One client comes to mind because he had the same surgery her son Ryan did -- an appendectomy. Smith said her son, who has insurance through his retired military father, paid a $20 copay for the surgery.

But for a client who had the same surgery, his bill was $28,000 because he had no insurance. He declared bankruptcy with Smith's help, offered pro bono.

Benton County saw a steeper decline, with a drop of about 17 percent to a total of 624 filings last year.

In 2010, new bankruptcy cases fell by 1 percent compared with 2009, according to the Spokane office of the U.S. Bankruptcy Court.

Franklin County saw a larger decline in 2010, when filings dropped by almost 14 percent; and just a 5 percent drop last year, to 271 cases.

Seeing bankruptcies drop reflects the overall strength and diversity of the Tri-City economy, said Don Paddock, a Columbia Basin College business department instructor.

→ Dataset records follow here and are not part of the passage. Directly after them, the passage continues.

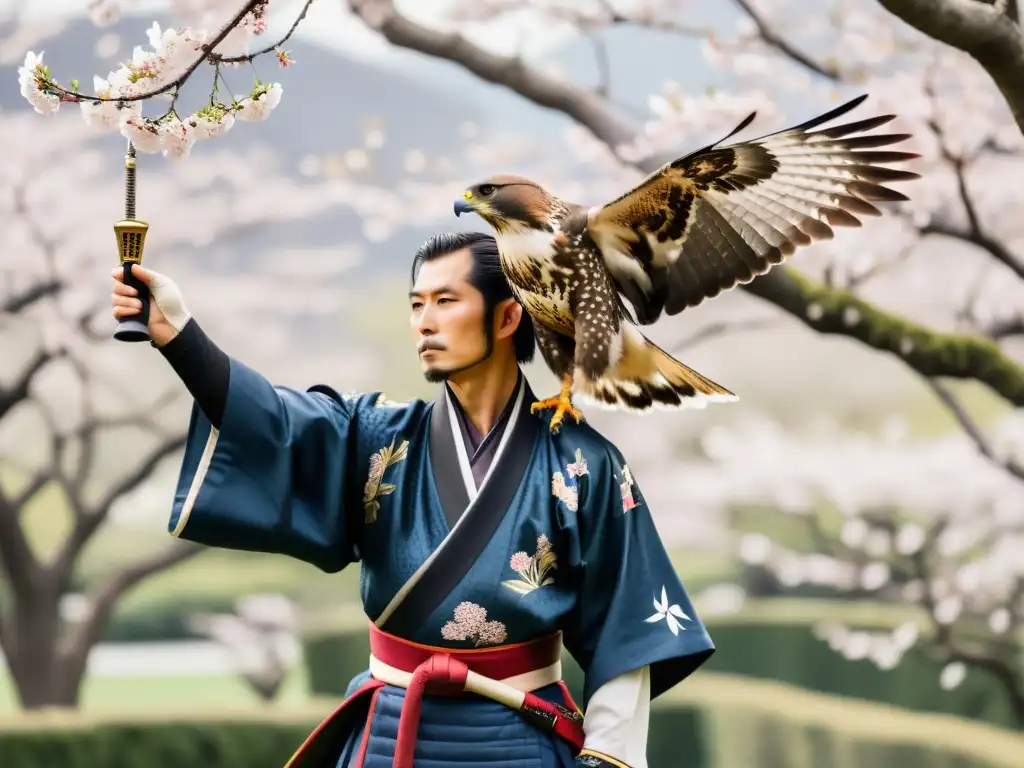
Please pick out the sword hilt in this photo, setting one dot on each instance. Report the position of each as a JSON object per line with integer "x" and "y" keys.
{"x": 130, "y": 181}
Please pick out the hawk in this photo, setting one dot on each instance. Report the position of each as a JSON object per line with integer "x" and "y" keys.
{"x": 696, "y": 226}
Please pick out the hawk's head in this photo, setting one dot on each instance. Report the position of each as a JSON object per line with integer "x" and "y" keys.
{"x": 510, "y": 204}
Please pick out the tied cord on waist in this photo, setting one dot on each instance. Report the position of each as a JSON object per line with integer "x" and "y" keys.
{"x": 446, "y": 674}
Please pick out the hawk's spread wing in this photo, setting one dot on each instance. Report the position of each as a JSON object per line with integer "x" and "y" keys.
{"x": 723, "y": 215}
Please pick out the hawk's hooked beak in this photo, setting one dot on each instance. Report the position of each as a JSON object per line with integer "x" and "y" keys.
{"x": 462, "y": 205}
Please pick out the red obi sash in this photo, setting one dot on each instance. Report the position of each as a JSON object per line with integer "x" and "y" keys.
{"x": 506, "y": 674}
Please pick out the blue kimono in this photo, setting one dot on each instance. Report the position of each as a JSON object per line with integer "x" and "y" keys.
{"x": 554, "y": 536}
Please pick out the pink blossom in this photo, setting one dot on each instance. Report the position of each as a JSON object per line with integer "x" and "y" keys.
{"x": 470, "y": 614}
{"x": 492, "y": 633}
{"x": 454, "y": 631}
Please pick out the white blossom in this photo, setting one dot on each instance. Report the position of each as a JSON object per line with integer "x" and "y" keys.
{"x": 29, "y": 77}
{"x": 258, "y": 104}
{"x": 176, "y": 138}
{"x": 143, "y": 134}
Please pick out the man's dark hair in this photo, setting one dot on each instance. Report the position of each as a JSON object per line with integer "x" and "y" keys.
{"x": 485, "y": 275}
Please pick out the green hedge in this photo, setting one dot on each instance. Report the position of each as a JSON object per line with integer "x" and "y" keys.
{"x": 212, "y": 741}
{"x": 772, "y": 640}
{"x": 716, "y": 721}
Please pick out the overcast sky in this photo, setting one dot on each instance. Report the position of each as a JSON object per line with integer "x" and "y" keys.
{"x": 329, "y": 25}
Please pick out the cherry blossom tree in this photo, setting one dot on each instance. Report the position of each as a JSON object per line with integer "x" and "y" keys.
{"x": 86, "y": 423}
{"x": 950, "y": 70}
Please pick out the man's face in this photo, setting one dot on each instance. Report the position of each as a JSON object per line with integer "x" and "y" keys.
{"x": 448, "y": 316}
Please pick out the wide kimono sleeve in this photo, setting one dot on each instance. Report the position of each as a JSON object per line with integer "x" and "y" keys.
{"x": 633, "y": 610}
{"x": 281, "y": 475}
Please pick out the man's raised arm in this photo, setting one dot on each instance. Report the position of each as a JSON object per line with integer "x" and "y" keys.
{"x": 265, "y": 468}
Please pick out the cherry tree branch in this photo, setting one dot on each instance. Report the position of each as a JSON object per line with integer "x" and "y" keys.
{"x": 103, "y": 599}
{"x": 16, "y": 393}
{"x": 217, "y": 58}
{"x": 207, "y": 53}
{"x": 16, "y": 558}
{"x": 28, "y": 297}
{"x": 89, "y": 518}
{"x": 973, "y": 430}
{"x": 974, "y": 232}
{"x": 985, "y": 32}
{"x": 773, "y": 40}
{"x": 960, "y": 650}
{"x": 822, "y": 308}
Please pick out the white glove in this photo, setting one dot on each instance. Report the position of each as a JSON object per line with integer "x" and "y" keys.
{"x": 168, "y": 297}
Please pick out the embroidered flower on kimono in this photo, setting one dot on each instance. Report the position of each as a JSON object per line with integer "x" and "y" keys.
{"x": 668, "y": 613}
{"x": 471, "y": 624}
{"x": 534, "y": 571}
{"x": 383, "y": 401}
{"x": 520, "y": 561}
{"x": 567, "y": 492}
{"x": 626, "y": 489}
{"x": 567, "y": 495}
{"x": 579, "y": 467}
{"x": 379, "y": 463}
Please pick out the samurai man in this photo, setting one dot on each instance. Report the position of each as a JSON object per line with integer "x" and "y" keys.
{"x": 485, "y": 543}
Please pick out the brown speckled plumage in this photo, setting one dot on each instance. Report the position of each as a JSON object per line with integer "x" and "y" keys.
{"x": 699, "y": 225}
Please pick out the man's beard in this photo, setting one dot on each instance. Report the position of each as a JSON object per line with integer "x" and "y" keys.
{"x": 437, "y": 375}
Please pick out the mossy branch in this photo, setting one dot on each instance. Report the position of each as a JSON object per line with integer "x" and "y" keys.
{"x": 932, "y": 353}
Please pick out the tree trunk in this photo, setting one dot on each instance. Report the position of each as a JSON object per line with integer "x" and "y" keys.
{"x": 40, "y": 676}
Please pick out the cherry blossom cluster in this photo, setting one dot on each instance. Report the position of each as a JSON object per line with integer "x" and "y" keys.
{"x": 905, "y": 534}
{"x": 471, "y": 624}
{"x": 159, "y": 73}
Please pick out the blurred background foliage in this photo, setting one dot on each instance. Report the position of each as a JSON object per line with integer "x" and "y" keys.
{"x": 848, "y": 531}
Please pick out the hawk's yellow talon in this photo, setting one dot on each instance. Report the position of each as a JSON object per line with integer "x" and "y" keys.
{"x": 562, "y": 406}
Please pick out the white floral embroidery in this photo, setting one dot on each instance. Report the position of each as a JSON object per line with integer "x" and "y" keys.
{"x": 534, "y": 570}
{"x": 626, "y": 489}
{"x": 668, "y": 613}
{"x": 568, "y": 495}
{"x": 579, "y": 467}
{"x": 383, "y": 401}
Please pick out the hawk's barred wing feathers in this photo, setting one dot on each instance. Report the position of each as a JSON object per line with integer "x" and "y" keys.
{"x": 723, "y": 215}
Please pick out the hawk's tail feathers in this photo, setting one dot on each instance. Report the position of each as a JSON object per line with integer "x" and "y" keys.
{"x": 649, "y": 378}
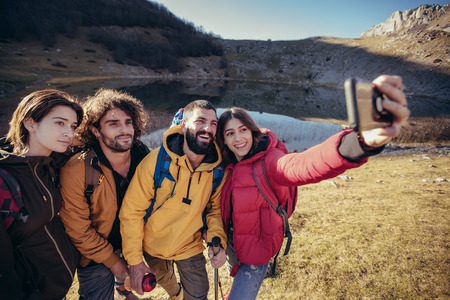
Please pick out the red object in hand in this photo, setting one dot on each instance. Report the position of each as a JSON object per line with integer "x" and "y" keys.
{"x": 148, "y": 282}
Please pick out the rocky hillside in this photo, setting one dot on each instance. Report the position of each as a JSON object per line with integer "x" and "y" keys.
{"x": 418, "y": 48}
{"x": 414, "y": 44}
{"x": 423, "y": 18}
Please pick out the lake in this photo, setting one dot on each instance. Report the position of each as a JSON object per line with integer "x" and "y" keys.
{"x": 284, "y": 108}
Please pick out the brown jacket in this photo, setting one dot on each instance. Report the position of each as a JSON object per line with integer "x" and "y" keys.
{"x": 89, "y": 226}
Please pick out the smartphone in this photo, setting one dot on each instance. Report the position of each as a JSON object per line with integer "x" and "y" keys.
{"x": 364, "y": 106}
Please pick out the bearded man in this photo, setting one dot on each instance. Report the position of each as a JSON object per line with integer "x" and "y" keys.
{"x": 112, "y": 125}
{"x": 172, "y": 234}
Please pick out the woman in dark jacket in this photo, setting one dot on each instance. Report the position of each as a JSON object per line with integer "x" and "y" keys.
{"x": 38, "y": 260}
{"x": 255, "y": 229}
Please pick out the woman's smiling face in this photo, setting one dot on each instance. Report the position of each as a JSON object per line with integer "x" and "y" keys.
{"x": 238, "y": 138}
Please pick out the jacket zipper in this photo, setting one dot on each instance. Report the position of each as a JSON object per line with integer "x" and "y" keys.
{"x": 53, "y": 214}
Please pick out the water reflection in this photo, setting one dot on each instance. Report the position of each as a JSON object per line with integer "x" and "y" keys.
{"x": 297, "y": 135}
{"x": 299, "y": 102}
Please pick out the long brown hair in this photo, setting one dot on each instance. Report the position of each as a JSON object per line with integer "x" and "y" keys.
{"x": 247, "y": 121}
{"x": 36, "y": 106}
{"x": 95, "y": 107}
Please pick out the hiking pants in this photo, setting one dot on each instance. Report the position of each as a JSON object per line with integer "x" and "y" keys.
{"x": 96, "y": 282}
{"x": 192, "y": 271}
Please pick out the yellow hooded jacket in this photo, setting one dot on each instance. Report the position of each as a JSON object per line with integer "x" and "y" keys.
{"x": 172, "y": 231}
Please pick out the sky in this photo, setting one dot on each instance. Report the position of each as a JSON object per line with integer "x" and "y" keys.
{"x": 287, "y": 19}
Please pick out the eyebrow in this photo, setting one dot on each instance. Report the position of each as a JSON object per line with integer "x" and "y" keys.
{"x": 60, "y": 118}
{"x": 117, "y": 120}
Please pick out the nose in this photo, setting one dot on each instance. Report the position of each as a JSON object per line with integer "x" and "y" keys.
{"x": 126, "y": 128}
{"x": 69, "y": 132}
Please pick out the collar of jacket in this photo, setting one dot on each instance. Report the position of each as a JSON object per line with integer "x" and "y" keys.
{"x": 9, "y": 158}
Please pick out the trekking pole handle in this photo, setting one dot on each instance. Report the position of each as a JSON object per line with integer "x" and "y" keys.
{"x": 216, "y": 242}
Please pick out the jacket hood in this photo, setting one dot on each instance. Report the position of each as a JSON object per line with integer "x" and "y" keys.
{"x": 173, "y": 140}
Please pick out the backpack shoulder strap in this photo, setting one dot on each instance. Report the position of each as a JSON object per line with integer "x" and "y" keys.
{"x": 11, "y": 202}
{"x": 93, "y": 174}
{"x": 279, "y": 210}
{"x": 217, "y": 177}
{"x": 161, "y": 171}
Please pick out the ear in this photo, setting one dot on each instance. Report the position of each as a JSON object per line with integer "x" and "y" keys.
{"x": 183, "y": 125}
{"x": 29, "y": 124}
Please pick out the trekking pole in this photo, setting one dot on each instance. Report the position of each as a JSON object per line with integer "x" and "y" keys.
{"x": 216, "y": 242}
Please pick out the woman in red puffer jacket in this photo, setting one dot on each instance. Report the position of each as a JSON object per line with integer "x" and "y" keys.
{"x": 255, "y": 230}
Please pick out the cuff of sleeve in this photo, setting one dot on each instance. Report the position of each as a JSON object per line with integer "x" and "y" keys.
{"x": 351, "y": 149}
{"x": 111, "y": 260}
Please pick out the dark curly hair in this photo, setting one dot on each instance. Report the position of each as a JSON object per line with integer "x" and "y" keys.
{"x": 95, "y": 107}
{"x": 36, "y": 106}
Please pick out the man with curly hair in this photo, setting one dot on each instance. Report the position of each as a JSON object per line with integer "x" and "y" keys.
{"x": 112, "y": 125}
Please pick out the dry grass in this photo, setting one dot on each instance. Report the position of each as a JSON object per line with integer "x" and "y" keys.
{"x": 381, "y": 235}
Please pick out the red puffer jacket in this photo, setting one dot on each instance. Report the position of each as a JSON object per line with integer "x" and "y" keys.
{"x": 257, "y": 228}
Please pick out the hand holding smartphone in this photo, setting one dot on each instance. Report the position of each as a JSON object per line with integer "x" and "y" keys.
{"x": 364, "y": 106}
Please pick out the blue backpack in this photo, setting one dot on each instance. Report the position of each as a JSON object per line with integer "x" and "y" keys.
{"x": 162, "y": 171}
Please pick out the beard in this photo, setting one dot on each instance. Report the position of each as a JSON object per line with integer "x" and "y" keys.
{"x": 115, "y": 145}
{"x": 200, "y": 148}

The community has diversified, with agricultural production and processing, and the medical field helping to make the Tri-Cities less dependent on Hanford jobs, he said.

And the area has become a retirement community, with the income of retirees exceeding Hanford payroll, Paddock said.

Nationwide, bankruptcy filings fell by about 12 percent to almost 1.4 million in the past year, according to the National Bankruptcy Research Center's December bankruptcy filings report.

Smith, who has represented clients declaring bankruptcy since 1992, is hopeful that shows the economy is beginning to recover.

"Normally if people aren't able to get back to work, there are going to be more filings, not fewer," she said.

The extension of unemployment benefits may have kept some people from filing bankruptcy. There also has been an aggressive campaign by debt reorganization companies on TV, Smith said.

Those businesses can negotiate with creditors to come up with payment plans, Smith said. But people should check the business out first, such as checking for complaints with the state Attorney General's Office and the Better Business Bureau.

In the Tri-Cities, the most common kind of bankruptcy, Chapter 7, dropped by almost 15 percent in 2011 to 746 cases. Unsecured debts can be discharged, but debts such as student loans and child support, still have to be repaid in Chapter 7 bankruptcies, Smith said.

If someone is having wages garnished by a creditor, filing for bankruptcy can usually stop that, Smith said.

The ability to use Chapter 7 is limited by income, Smith said. Washington has the fifth-highest income limit in the nation, at $51,671 for an individual. For a family of four, the income limit is $80,404.

Chapter 13 bankruptcies, where someone repays a portion of their creditors, dropped by nearly 8 percent in 2011 to 146, according to the court.

Filing Chapter 13 can keep a home from being foreclosed or a car from being repossessed, Smith said.

Foreclosures were the lowest they have been in eight years, with 355 foreclosures in 2011 compared with 755 in 2010, according to a report by Benton-Franklin Title Co.

Fewer people have gone to Consumer Credit Counseling Service of the Tri-Cities for the required pre-bankrupcy one-on-one counseling session, said Laurie Tufford, the nonprofit's regional director of partnerships.

On Wednesday, the center rolled out the Restart program, where clients can receive bankruptcy counseling online using a chat session with a counselor, Tufford said. It adds convenience because it can be done from their own home and outside of normal business hours.

A change in circumstances, such as losing a job or medical bills, are the most common reasons people consider bankruptcy, Tufford said.

"Unfortunately, a lot of people are living paycheck to paycheck," Tufford said.

One crisis can be enough to put someone behind in bills and unable to catch up, she said.

Health insurance is getting so expensive and copays and deductibles also are getting higher, Smith said. Some people can't afford the premiums even if they are employed and their employer offers health care plans.

For others who have insurance, sometimes it doesn't cover enough of the cost for medical care, Smith said.

"It's really a mad cycle," she said. "Something needs to be done."

People need to get an accurate idea of their expenses and should talk to creditors rather than trying to avoid them, Tufford said.

With so many people struggling, credit companies are willing to work with people, she said.

"When in doubt, ask for help," Tufford said.